In our comparison of ML models, the performance of SVM was not the most favorable for this task, contrary to its reputation for effectiveness in binary classification.48 Although SVM excels when faced with simpler feature spaces, its performance tends to diminish in higher dimensional feature spaces.49 Although kernel functions are applied to address these complexities, their efficacy diminishes in highly complex feature spaces.50 The propensity value distribution plot of the SVM models are different compared to all other models or the reference model, which can be attributed to the inherent nature of SVM in binary classification tasks. Unlike other algorithms that aim for a more symmetric separation between classes, SVM is designed to find the hyperplane that maximally separates the two classes while minimizing the margin violations. This results in a unique characteristic where SVM attempts to position the hyperplane in a way that as few data points as possible are located close to it – that is, the propensity values will be denser at the extremes (0, 1) as compared to the other methods. Despite this, we deemed it worthwhile to explore SVM’s utility in our study, considering that the relationships between the collected features and the prediction task might involve less intricate interconnections, making SVM well-suited for such scenarios.
On the other hand, our expectations for Gradient Boosting models, specifically XGBoost and LightGBM, were met with promising results. Given the high-dimensional nature of our data, Gradient Boosting was anticipated to perform well due to its ability to handle complex relationships within features. Both XGBoost and LightGBM demonstrated strong performance; however, XGBoost outperformed LightGBM. This could be attributed to the latter’s emphasis on fast training performance rather than optimizing predictive accuracy. Nevertheless, our findings show that ML models perform similarly to traditional logistic regression and therefore, suggest a notable potential for ML models, particularly Gradient Boosting algorithms, in generating weights for IPTW in observational studies.
Entropy balancing, comparatively, shows the most promise, with near-perfect balancing between groups. The fact that performance remains high without the need to identify the true propensity function makes this technique ideal for real-world applications where domain knowledge is not available. In this study, the increase in balance did not result in a meaningfully different estimate as compared with the original logistic model; however, in studies where the logistic model is not correctly fully specified, we would expect this method to reduce bias in estimation of the true effect of the exposure on the outcome being measured. However, entropy balancing is not without its cautions. Because entropy balancing is an optimization problem, it is known that covariate balance, in some instances, may be achieved by assigning extreme weights to a small set of observations, in effect nearly removing the observations.29,51 This is similar to instances of a propensity model where scores approach 0 or 1, but in entropy balancing, because we are estimating the weights directly, we cannot adjust for extreme results of this kind. Further, depending on the balance constraints (eg, covariates, distributional moments), entropy balancing may fail to converge where an otherwise simpler propensity model would succeed.51 Future research could focus on improvements in covariate balance and estimation of the ATE for such an approach.

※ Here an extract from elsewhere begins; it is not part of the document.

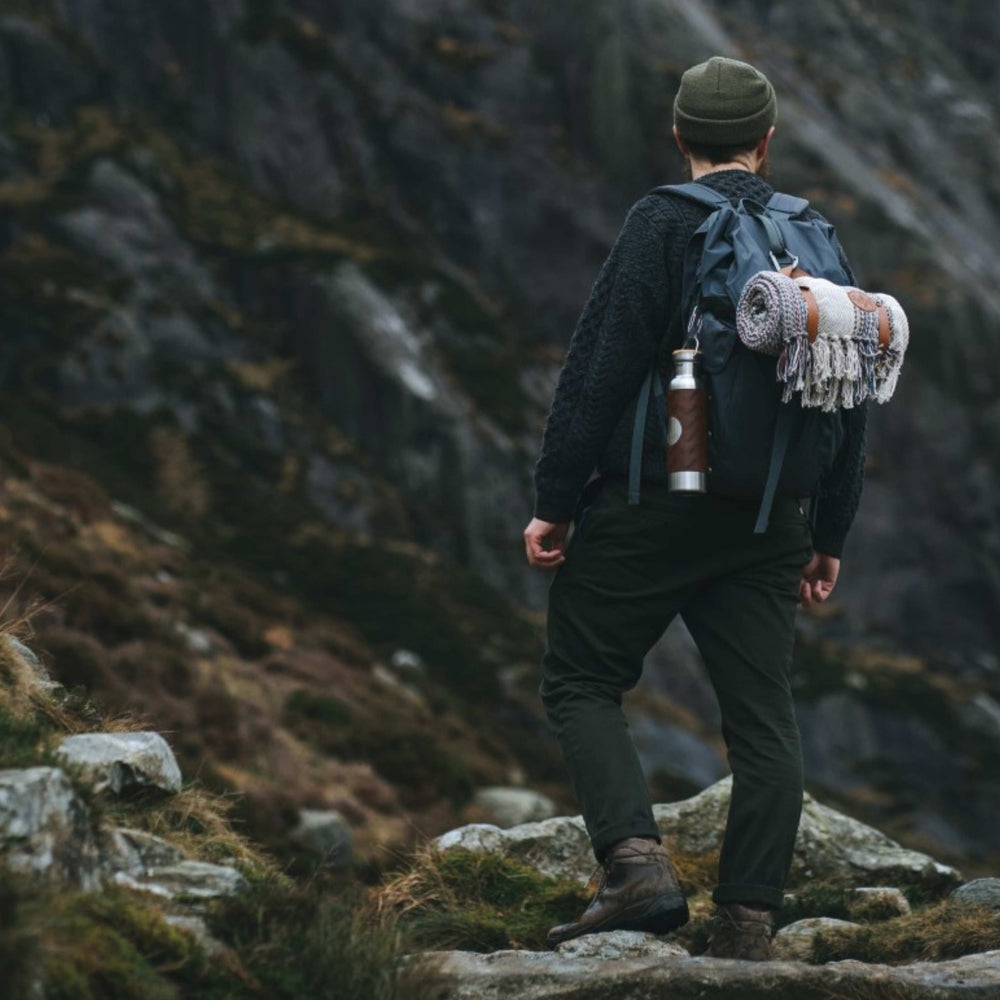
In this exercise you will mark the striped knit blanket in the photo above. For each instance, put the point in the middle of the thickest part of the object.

Examining the implications of our study underscores the continued utility of ML models for propensity scoring tasks, even though their performance, in terms of covariate balance, did not consistently surpass the traditional logistic regression model. Notably, ML models, devoid of explicit interaction knowledge, demonstrated comparable covariate balance to the logistic regression. It is essential to recognize that XGBoost emerged as a robust method for generating weights for use in IPTW, exhibiting superior performance compared to other ML models and closely approaching the effectiveness of the logistic model; exploring more suitable Gradient Boosting models for this task could yield even better results. The advantage of the traditional logistic regression remains in its familiarity and interpretability as long as interaction terms are held to a minimum. The traditional approach necessitated a manual, expert-driven process for feature engineering. This approach required domain knowledge to identify relevant variables that influence the outcome, a process that, while effective, introduced an inherent level of subjectivity and potential bias into the selection process. This complexity underscores the evolving landscape of the methodology, where ML models present a promising alternative. We expect it to autonomously identify and utilize the most predictive features from the dataset without explicit human intervention in the feature selection process. By inputting the entirety of the available data, these models leveraged algorithms capable of assessing the importance and relevance of each variable in relation to the predictive objective.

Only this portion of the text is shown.